Surtout, les rapporteurs recommandent de bâtir une stratégie nationale foncière dédiée à la restauration des cours d’eau déclinée à l’échelle des bassins versants afin d’assurer la cohérence et la continuité des actions locales. Pour mettre en œuvre cette stratégie, ils prévoient d’étendre les missions du Conservatoire du littoral aux cours d’eau et espaces rivulaires. Ce nouveau "Conservatoire du littoral, des cours d’eau, des milieux aquatiques et humides" appelé (Clemah) aurait vocation à acquérir et protéger, dans les zones de forte pression, les terres riveraines depuis la source, y compris en montagne, jusqu’à l’estuaire, dans une logique de continuum terre-mer.
Améliorer la démocratie de l’eau
Le rapport souligne la place essentielle que doivent jouer les citoyens dans la gouvernance de l’eau, "rôle trop souvent méprisé", qu’il appelle "à revaloriser, pour apaiser les potentiels conflits de l’eau qui risquent d’émerger avec le changement climatique". "Nos déplacements sur le terrain le démontrent, là où la population est associée, les projets de restauration réussissent", insiste la rapporteure.
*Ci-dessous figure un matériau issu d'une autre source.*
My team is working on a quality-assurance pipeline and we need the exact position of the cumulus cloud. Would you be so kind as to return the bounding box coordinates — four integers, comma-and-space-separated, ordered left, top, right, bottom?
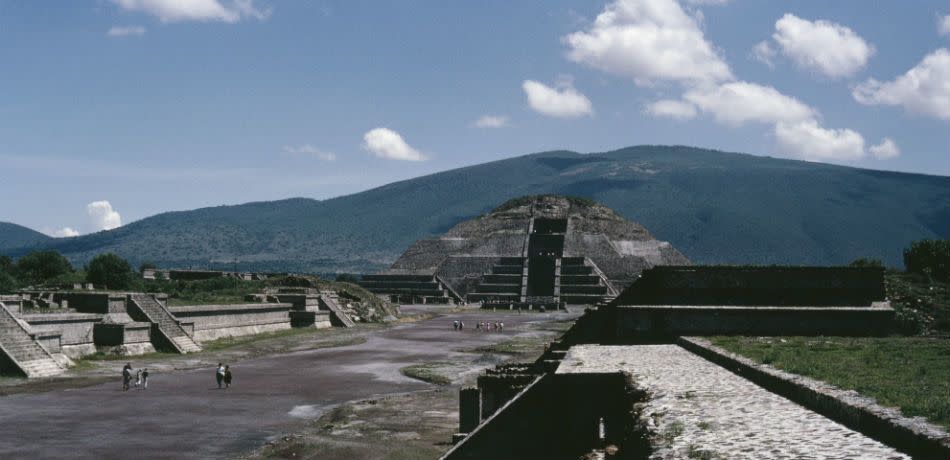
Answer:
106, 26, 145, 37
112, 0, 270, 23
475, 115, 508, 128
683, 81, 816, 126
851, 48, 950, 120
751, 40, 775, 69
521, 80, 594, 118
284, 144, 336, 161
563, 0, 732, 85
775, 120, 864, 161
86, 200, 122, 231
868, 137, 901, 160
645, 99, 696, 120
937, 14, 950, 35
363, 128, 426, 161
772, 13, 874, 78
53, 227, 79, 238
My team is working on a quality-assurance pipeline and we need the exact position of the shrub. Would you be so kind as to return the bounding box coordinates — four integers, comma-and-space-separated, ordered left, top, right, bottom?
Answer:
86, 253, 135, 289
17, 251, 73, 284
904, 240, 950, 281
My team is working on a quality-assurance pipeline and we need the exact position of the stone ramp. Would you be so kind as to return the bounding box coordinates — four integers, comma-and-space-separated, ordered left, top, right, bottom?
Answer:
557, 345, 910, 459
0, 302, 64, 378
129, 294, 201, 354
320, 295, 356, 327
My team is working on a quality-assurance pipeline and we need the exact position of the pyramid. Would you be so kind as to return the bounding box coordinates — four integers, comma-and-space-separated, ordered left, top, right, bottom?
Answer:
361, 195, 689, 305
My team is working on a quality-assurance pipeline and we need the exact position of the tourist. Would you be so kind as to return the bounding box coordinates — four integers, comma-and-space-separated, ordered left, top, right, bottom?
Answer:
122, 363, 132, 390
214, 363, 224, 388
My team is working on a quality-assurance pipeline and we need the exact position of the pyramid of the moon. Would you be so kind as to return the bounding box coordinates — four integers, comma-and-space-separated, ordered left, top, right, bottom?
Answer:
361, 195, 689, 305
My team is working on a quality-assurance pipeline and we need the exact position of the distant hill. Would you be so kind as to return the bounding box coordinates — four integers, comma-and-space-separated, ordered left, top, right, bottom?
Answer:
0, 146, 950, 272
0, 222, 53, 253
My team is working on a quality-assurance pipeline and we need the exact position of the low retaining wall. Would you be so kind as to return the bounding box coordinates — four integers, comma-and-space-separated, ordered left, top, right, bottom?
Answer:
677, 337, 950, 458
168, 303, 294, 341
614, 302, 894, 341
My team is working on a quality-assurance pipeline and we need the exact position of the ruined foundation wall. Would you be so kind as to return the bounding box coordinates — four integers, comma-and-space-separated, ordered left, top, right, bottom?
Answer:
168, 303, 293, 341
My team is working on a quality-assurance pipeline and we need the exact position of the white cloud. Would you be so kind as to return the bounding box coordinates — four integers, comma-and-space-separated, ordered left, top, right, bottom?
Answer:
645, 99, 696, 120
284, 144, 336, 161
86, 200, 122, 231
53, 227, 79, 238
775, 120, 864, 161
868, 137, 901, 160
772, 13, 874, 78
752, 40, 775, 69
475, 115, 508, 128
563, 0, 732, 85
937, 15, 950, 35
851, 48, 950, 120
363, 128, 426, 161
683, 81, 816, 126
521, 80, 594, 118
106, 26, 145, 37
112, 0, 270, 23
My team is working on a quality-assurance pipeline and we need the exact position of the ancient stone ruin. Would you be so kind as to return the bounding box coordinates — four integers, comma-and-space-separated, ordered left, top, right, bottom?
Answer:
361, 195, 689, 307
442, 266, 950, 460
0, 287, 367, 378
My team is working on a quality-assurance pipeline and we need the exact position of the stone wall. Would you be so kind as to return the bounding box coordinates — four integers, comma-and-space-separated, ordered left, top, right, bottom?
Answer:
620, 266, 885, 306
168, 302, 296, 341
614, 302, 894, 343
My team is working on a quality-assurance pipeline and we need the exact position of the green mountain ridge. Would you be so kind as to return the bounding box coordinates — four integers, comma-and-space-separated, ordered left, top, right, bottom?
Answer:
0, 146, 950, 272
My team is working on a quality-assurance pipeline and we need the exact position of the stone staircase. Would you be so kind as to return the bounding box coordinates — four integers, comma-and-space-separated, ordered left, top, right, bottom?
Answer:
0, 303, 64, 378
468, 257, 524, 303
560, 257, 617, 305
129, 294, 201, 354
320, 294, 356, 327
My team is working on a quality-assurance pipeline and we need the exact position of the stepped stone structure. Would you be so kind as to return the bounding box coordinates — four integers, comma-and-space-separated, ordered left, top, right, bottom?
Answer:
361, 195, 689, 306
442, 266, 950, 460
0, 288, 364, 378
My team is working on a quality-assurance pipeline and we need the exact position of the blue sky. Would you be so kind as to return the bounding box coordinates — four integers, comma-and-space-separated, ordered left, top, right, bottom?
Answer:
0, 0, 950, 235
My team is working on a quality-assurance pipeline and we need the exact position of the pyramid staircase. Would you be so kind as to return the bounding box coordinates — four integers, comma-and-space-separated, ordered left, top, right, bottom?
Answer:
129, 294, 201, 354
468, 257, 527, 303
0, 303, 65, 378
560, 257, 617, 305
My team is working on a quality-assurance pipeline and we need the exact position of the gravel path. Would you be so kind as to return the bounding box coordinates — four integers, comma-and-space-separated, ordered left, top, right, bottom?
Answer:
558, 345, 909, 459
0, 306, 565, 459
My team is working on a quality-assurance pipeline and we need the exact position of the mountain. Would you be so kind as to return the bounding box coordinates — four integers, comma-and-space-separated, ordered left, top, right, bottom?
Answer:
0, 222, 53, 253
6, 146, 950, 272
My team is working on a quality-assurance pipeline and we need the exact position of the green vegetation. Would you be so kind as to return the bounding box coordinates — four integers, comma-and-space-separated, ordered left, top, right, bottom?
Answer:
884, 272, 950, 335
904, 240, 950, 282
399, 362, 452, 385
0, 146, 950, 273
711, 337, 950, 428
86, 252, 137, 289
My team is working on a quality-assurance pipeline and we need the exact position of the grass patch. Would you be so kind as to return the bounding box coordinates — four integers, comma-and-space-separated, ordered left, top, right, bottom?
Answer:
399, 362, 452, 385
711, 337, 950, 428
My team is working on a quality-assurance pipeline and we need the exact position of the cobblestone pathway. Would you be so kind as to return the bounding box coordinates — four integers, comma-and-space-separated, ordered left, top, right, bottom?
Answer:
558, 345, 910, 459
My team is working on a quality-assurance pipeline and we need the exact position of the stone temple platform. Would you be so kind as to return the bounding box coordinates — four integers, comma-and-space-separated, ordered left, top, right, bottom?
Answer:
555, 345, 910, 459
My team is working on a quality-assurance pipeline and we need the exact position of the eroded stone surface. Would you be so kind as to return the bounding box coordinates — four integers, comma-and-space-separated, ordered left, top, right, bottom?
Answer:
557, 345, 909, 459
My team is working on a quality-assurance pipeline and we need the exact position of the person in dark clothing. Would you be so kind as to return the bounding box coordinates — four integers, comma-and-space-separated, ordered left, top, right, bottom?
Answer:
122, 363, 132, 391
214, 363, 224, 388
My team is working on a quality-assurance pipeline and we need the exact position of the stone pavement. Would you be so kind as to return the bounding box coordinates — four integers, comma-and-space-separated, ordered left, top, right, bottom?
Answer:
557, 345, 909, 459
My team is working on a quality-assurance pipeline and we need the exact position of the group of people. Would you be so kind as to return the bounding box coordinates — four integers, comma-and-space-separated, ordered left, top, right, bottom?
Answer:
452, 320, 505, 332
475, 321, 505, 332
122, 363, 148, 391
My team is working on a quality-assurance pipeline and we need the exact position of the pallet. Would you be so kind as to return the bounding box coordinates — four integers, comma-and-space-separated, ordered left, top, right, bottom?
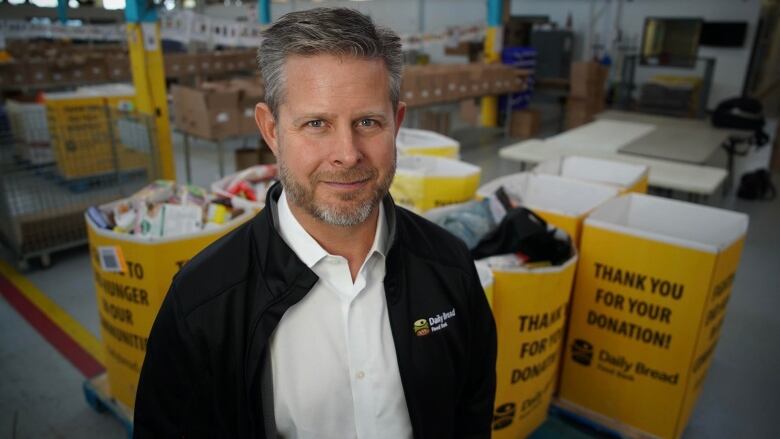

Il est donc essentiel "de diffuser une culture partagée de la restauration écologique, avec un portage politique affirmé à tous les niveaux" ; Pour ce faire, il faut donner aux porteurs de projets les moyens d’agir, notamment en renforçant les effectifs des DDTM (directions départementales des territoires et de la mer) pour un accompagnement technique et pédagogique sur le terrain, plaide la mission.
Cette dynamique doit aussi s’appuyer sur une gouvernance locale opérationnelle. À ce titre, le rapport recommande de généraliser et de rendre obligatoires les schémas d’aménagement et de gestion des eaux (Sage) qui constituent des outils essentiels de concertation et de planification à l’échelle du bassin versant, et ce à partir de 2028, au début du prochain cycle de la DCE. Aujourd’hui, seuls 56% des territoires sont couverts par un Sage.
Promouvoir les pratiques vertueuses
Restaurer nos cours d’eau, c’est aussi repenser nos pratiques et notre gestion de l’eau et s’engager résolument dans une démarche de sobriété hydrique. "Si nous saluons l'objectif du plan Eau qui vise une réduction de 10% des prélèvements d’ici 2030, nous considérons qu’il est nécessaire de conforter cet objectif et d’aller plus loin", relèvent les rapporteurs.
La mission propose de définir dans la loi une trajectoire nationale de sobriété hydrique assortie d’objectifs de réduction des prélèvements et des consommations d’eau déclinées dans les Sdage (schémas directeurs d’aménagement et de gestion des eaux) pour chaque secteur, y compris agricole.
Cette démarche doit s’accompagner d’une transformation des pratiques agricoles. Pour soutenir la transition vers des modèles agroécologiques, le rapport table sur une augmentation des aides prévues au titre du second pilier de la PAC, en vue du financement des mesures agroenvironnementales et climatiques (Maec) et de l’agriculture biologique. Les paiements pour services environnementaux (PSE), par leur capacité à mobiliser les agriculteurs et à s’adapter aux spécificités territoriales, s’affirment également comme un levier stratégique "à pérenniser".